I think romance and sexual attraction ARE separate.

Hear me out on this one. No, I don't think it's possible to have a conflicting "romantic orientation" and "sexual orientation", ie being a "homoromantic heterosexual." But I do think sexual attraction and romance do NOT go hand in hand and can absolutely be separate.

I am sexually attracted to males, but I have never been "in love" with one, nor loved back. I just don't have that connection and I don't feel like most males are even interested in "love." I don't see the point in lying about homosexuality being this thing about "love is love" and eternal relationships when that's actually far from reality. Most men just want sex.

A sad reality no one wants to admit, maybe, but it's no more of a lie than "biological sex is real." I wish I had "love" but chances are I never will, because "romantic love" is more or less a fairytale concept and something that most of us won't experience. Media teaches us that we're all destined to "find our one true love" but that's unrealistic and a lie. I think most people don't, regardless of orientation.

[–]markiemarcus 7 insightful - 1 fun7 insightful - 0 fun8 insightful - 1 fun -  (2 children)

It may not be that way for you (and I'm sure that the same is true for many), but the romantic component is huge for me. This actually came up in a discussion recently and I was shocked to discover that it isn't this way for everybody; I had always assumed that it was. I just...I can't imagine one without the other. It's so alien to me. The "one true love" stuff is nonsense though.

Presumably you have strong connections with other people in your life? Be that close friendships or family.

[–]OPPRESSED_REPTILIANIntersex male | GNC | Don't call me "a gay", "twink" or "queen" 5 insightful - 1 fun5 insightful - 0 fun6 insightful - 1 fun -  (1 child)

Oh, don't get me wrong, it's huge for me HYPOTHETICALLY too.
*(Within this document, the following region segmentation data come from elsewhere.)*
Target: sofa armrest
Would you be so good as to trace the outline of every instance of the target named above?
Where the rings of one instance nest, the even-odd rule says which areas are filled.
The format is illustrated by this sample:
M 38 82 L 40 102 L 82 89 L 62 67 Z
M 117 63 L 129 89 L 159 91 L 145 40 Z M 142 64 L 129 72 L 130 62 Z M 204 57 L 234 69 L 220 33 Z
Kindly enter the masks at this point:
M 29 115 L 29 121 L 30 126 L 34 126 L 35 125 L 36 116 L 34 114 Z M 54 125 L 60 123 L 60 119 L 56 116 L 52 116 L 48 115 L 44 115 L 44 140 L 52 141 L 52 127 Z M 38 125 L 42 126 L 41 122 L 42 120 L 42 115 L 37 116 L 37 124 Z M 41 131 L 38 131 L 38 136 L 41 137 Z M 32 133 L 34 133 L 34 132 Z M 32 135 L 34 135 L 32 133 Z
I believe it's detrimental and destructive to have sex without loving each other. (If that makes me "sound like a conservative Christian", I don't care.) But at the same time, I have to accept I will never love another man, nor will I be loved by one.

I don't really, I've always found it hard to make friends, and family have never been around.

[–]markiemarcus 6 insightful - 1 fun6 insightful - 0 fun7 insightful - 1 fun -  (0 children)

Oh no judgement there at all; I don't think casual hookups are healthy either. Certainly not with total strangers. To each their own I suppose!

I wouldn't count yourself out. This stuff does need built and nurtured IMO though. My early to mid 20s were a total write off for various reasons, but it did come around again. Took some work though, not even the romantic connections, the friendship connections.

I'd start with hobbies, embrace the things that you really love, and see where that takes you. Maybe even some voluntary work; that actually really helped me be more open and connect with people again. I had a huge shock in the my late teens/early 20s and, following a 12-18 month bout of mania and grief (less charitably, a full-blown episode), I just completely shut down. It wasn't even depression; I felt absolutely nothing. Going through the motions with regards to everything.

Mid 30s now and the situation is rather different; it's been a gradual process.